From The New York Times, August 6, 2010
"Christian scholars battled in the early 1500s over whether all Jewish texts should be burned. Johannes Pfefferkorn, a Jewish-born theologian in Cologne who had converted to Roman Catholicism, petitioned Emperor Maximilian I to have Hebrew books declared dangerously blasphemous. The emperor sought a second opinion from Johannes Reuchlin, a linguist in Stuttgart, who decided that Hebrew was a biblical tongue worth preserving.
"Besides, Reuchlin wrote, if Hebrew texts were all erased, “the Jews might well write much stranger stuff from scratch, far more objectionable.”
"From the 1950s to the 1990s, Frank L. Herz, a German-born leather-goods merchant in New York, collected books related to the 16th-century controversy by prominent authors like Erasmus and Martin Luther. Mr. Herz’s heirs have donated the collection to the Leo Baeck Institute, a library focused on German-speaking Jewry at the Center for Jewish History on West 16th Street in Manhattan. The staff is now repairing and digitizing the books and planning for exhibitions later this year.

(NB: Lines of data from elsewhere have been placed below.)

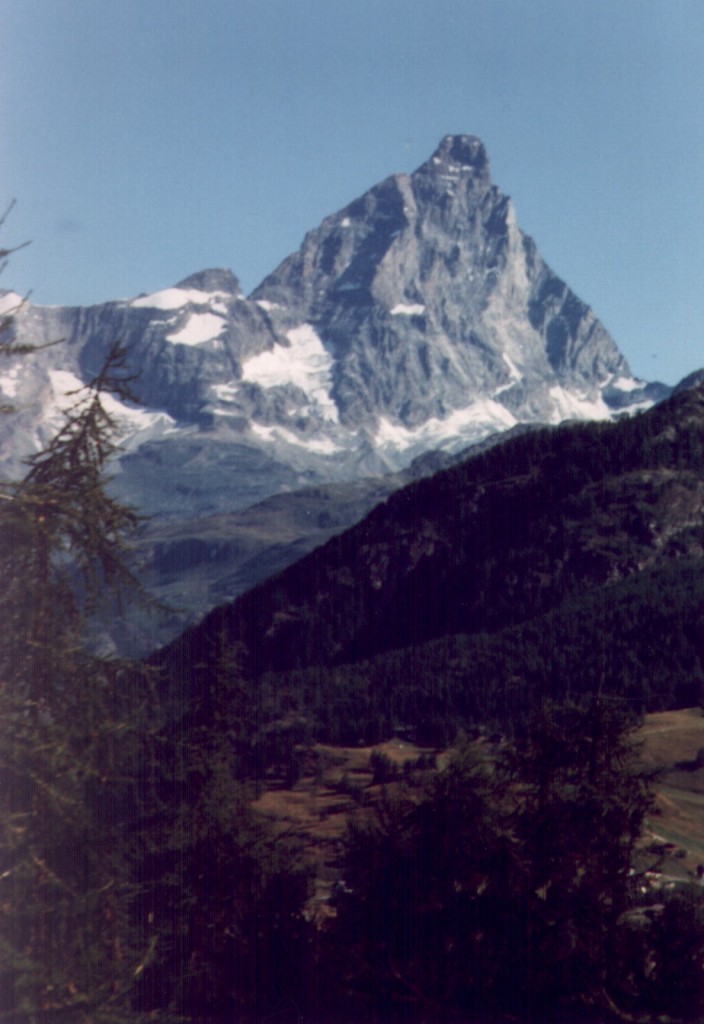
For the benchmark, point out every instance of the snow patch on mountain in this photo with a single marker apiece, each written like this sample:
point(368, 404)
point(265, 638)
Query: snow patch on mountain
point(407, 309)
point(463, 425)
point(176, 298)
point(571, 406)
point(306, 364)
point(9, 381)
point(318, 445)
point(199, 329)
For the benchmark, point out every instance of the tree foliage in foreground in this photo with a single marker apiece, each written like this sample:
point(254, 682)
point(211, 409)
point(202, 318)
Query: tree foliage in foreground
point(74, 731)
point(507, 890)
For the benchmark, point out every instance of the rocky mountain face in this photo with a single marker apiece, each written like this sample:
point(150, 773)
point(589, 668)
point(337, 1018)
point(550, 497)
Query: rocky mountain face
point(419, 317)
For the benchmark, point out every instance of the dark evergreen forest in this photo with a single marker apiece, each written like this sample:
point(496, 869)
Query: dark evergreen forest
point(550, 589)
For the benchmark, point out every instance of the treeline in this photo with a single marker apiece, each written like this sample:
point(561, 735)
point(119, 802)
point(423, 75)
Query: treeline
point(496, 542)
point(137, 884)
point(642, 639)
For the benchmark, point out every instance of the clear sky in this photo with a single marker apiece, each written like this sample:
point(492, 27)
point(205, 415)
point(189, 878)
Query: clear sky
point(146, 139)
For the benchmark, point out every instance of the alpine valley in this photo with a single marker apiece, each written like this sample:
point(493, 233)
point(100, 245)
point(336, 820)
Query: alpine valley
point(413, 324)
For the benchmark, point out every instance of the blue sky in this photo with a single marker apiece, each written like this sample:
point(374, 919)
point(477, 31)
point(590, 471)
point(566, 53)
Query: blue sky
point(146, 139)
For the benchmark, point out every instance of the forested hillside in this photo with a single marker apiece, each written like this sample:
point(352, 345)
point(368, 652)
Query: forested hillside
point(559, 562)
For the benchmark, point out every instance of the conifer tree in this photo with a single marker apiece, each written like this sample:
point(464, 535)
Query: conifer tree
point(74, 733)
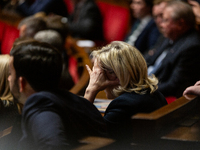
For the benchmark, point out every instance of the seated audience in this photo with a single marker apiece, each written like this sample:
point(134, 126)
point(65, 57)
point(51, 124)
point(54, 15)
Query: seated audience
point(86, 21)
point(8, 108)
point(157, 13)
point(29, 7)
point(172, 61)
point(54, 38)
point(120, 70)
point(5, 94)
point(58, 23)
point(144, 32)
point(51, 118)
point(29, 26)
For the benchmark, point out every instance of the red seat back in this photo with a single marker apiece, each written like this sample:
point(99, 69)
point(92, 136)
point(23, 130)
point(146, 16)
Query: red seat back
point(115, 21)
point(8, 34)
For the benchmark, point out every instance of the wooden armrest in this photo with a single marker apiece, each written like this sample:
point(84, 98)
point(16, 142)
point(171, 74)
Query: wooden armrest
point(154, 125)
point(93, 143)
point(165, 110)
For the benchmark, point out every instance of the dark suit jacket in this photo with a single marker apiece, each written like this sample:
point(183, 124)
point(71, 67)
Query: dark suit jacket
point(118, 113)
point(147, 38)
point(86, 22)
point(48, 6)
point(57, 120)
point(181, 66)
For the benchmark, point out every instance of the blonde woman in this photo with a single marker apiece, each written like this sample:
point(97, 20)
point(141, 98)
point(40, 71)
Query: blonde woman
point(121, 71)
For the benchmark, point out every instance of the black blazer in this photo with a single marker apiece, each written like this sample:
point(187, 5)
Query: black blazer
point(181, 66)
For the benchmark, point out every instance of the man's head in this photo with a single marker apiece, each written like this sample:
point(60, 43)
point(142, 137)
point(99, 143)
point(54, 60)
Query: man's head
point(34, 67)
point(31, 25)
point(50, 36)
point(157, 12)
point(178, 18)
point(141, 8)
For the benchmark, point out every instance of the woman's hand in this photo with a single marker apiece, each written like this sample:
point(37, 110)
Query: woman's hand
point(192, 91)
point(98, 81)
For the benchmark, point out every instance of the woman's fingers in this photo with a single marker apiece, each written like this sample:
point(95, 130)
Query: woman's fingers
point(88, 69)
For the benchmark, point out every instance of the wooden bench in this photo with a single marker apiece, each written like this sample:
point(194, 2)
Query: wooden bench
point(177, 124)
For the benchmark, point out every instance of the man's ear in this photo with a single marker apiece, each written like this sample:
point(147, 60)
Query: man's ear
point(22, 84)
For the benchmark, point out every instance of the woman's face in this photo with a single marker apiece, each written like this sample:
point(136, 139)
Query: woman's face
point(110, 74)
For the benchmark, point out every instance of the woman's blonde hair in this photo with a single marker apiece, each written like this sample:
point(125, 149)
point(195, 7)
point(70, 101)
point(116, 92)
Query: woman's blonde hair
point(5, 93)
point(128, 65)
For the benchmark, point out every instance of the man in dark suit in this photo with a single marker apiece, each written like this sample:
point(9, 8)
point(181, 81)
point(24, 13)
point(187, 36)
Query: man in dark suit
point(176, 62)
point(51, 118)
point(86, 21)
point(144, 32)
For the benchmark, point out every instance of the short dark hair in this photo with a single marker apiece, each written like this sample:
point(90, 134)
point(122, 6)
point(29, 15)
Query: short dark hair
point(39, 63)
point(33, 25)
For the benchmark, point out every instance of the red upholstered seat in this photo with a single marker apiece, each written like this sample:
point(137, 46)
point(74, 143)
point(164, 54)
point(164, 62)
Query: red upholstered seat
point(115, 21)
point(8, 34)
point(170, 99)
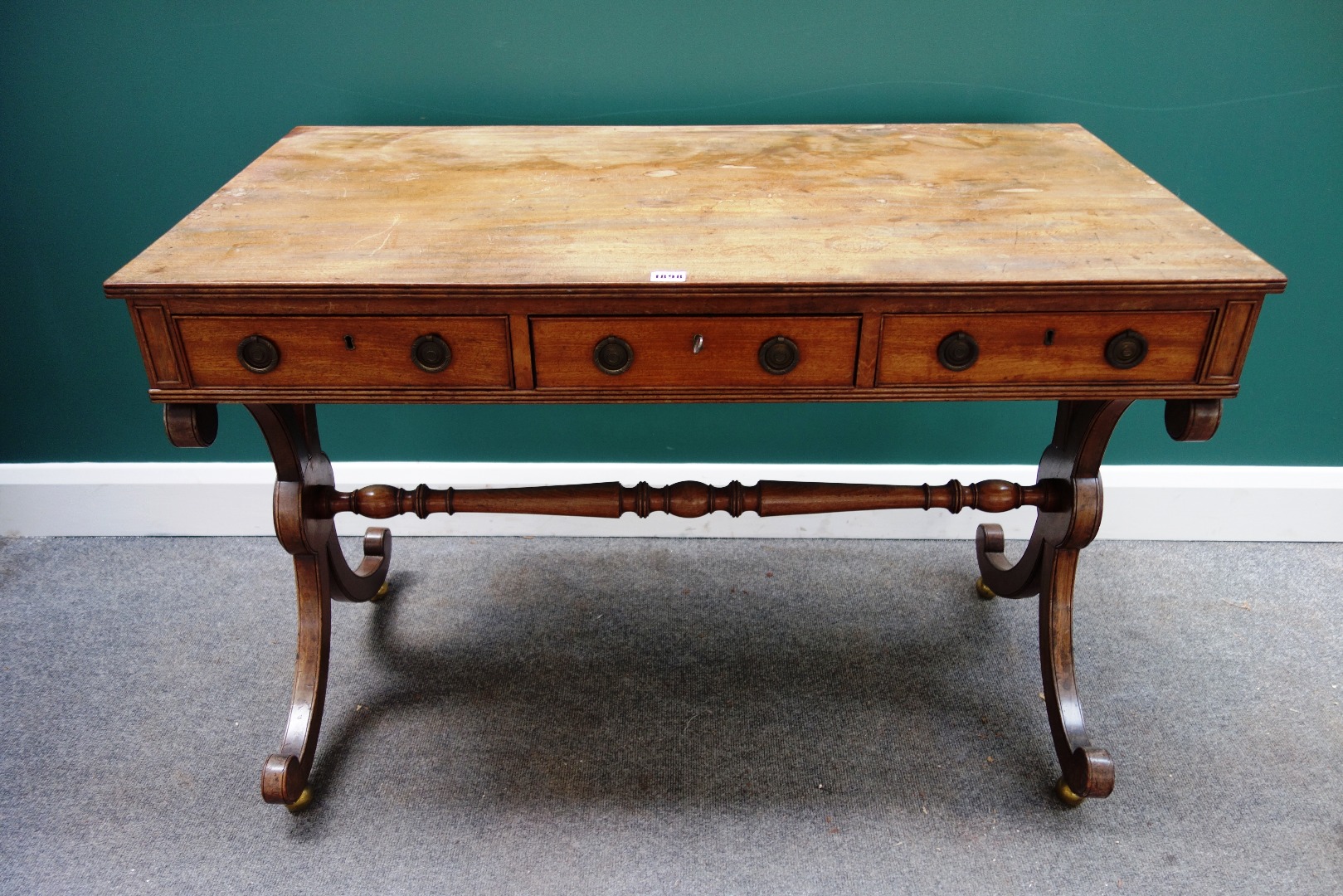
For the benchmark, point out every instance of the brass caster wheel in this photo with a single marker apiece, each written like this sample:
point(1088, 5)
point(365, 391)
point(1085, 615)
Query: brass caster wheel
point(1067, 796)
point(301, 804)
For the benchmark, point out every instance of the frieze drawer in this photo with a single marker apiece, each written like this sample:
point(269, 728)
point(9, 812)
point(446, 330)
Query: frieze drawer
point(1096, 347)
point(355, 351)
point(688, 353)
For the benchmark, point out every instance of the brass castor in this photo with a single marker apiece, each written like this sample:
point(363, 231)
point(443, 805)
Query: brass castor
point(301, 804)
point(1067, 796)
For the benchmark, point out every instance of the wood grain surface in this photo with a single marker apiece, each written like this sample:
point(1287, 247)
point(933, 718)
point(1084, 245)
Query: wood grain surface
point(859, 204)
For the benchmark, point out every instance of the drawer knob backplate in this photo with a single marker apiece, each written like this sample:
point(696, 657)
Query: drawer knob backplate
point(431, 353)
point(958, 353)
point(778, 355)
point(613, 355)
point(258, 353)
point(1127, 349)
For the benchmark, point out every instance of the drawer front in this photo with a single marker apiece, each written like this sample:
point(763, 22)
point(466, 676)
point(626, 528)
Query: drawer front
point(348, 351)
point(1041, 348)
point(664, 353)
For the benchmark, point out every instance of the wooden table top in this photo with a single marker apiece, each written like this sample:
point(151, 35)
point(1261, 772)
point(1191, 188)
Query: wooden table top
point(865, 206)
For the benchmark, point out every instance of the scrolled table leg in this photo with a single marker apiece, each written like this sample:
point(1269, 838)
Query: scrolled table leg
point(321, 574)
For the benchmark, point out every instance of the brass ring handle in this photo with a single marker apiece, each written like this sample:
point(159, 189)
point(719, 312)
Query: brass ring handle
point(1126, 349)
point(613, 355)
point(779, 355)
point(431, 353)
point(258, 353)
point(958, 351)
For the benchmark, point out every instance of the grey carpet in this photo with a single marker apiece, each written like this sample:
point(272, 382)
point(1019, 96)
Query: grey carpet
point(665, 716)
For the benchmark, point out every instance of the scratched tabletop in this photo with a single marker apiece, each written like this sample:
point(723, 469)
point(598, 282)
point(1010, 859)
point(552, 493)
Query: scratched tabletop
point(880, 204)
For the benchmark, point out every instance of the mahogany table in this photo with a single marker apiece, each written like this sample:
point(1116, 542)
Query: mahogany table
point(718, 264)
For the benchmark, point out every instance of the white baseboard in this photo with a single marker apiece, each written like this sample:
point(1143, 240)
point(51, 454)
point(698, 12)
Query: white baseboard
point(1162, 503)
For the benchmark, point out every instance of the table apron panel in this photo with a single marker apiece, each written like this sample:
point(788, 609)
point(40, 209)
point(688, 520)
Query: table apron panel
point(1043, 348)
point(665, 355)
point(347, 351)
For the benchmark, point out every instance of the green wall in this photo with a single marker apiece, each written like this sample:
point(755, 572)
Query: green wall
point(119, 117)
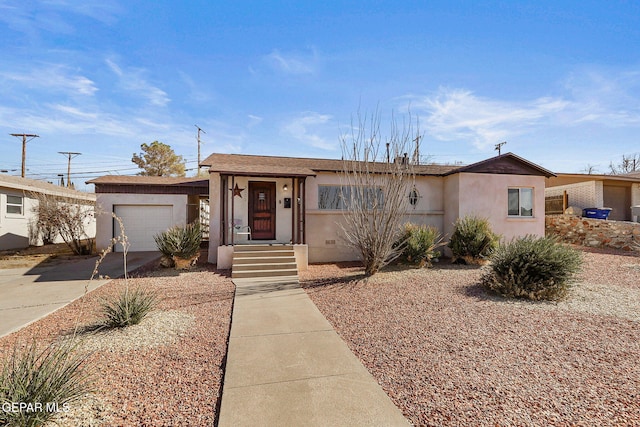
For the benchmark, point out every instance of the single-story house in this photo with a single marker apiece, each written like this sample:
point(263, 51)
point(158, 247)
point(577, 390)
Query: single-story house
point(269, 199)
point(147, 205)
point(618, 192)
point(17, 201)
point(285, 199)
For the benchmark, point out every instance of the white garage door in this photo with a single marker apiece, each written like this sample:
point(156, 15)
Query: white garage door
point(141, 223)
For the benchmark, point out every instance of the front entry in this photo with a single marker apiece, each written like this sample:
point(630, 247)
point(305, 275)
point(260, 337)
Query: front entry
point(262, 210)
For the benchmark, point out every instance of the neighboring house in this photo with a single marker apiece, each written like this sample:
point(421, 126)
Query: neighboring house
point(285, 199)
point(17, 201)
point(618, 192)
point(147, 205)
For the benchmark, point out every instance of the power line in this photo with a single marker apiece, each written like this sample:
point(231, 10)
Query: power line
point(24, 147)
point(70, 155)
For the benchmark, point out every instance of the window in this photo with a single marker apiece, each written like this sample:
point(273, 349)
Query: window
point(14, 205)
point(335, 197)
point(521, 202)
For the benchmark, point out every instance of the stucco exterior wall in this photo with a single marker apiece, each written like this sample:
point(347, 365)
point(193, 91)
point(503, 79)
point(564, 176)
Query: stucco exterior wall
point(486, 195)
point(324, 233)
point(105, 207)
point(586, 194)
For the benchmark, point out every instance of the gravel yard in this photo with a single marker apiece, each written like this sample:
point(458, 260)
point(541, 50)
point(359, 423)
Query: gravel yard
point(447, 353)
point(165, 371)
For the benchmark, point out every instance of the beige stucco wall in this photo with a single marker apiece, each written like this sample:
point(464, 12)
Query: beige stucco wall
point(486, 195)
point(324, 233)
point(106, 201)
point(587, 194)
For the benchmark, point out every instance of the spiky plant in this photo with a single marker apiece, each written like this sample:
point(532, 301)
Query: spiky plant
point(128, 308)
point(36, 384)
point(473, 240)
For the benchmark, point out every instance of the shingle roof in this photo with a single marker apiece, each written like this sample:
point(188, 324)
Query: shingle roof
point(33, 185)
point(243, 164)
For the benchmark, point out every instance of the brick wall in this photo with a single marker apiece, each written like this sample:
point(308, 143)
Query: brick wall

"Mr. Herz, whose family had escaped the Nazis, was fascinated by Reuchlin’s lucid arguments against anti-Semitism and his and Pfefferkorn’s efforts to attract publicity by circulating pamphlets and attending book fairs. The idea of using printing presses to mold public opinion “was very new, very modern at the time,” said Renate Evers, the institute’s head librarian.
"The institute will put commemorative Herz bookplates on protective cardboard cases for the 63 books; the plates will each have an image of eyeglasses copied from one of Reuchlin’s title pages. The linguist used spectacles, Ms. Evers said, to symbolize scholarship and insights into the heated debate."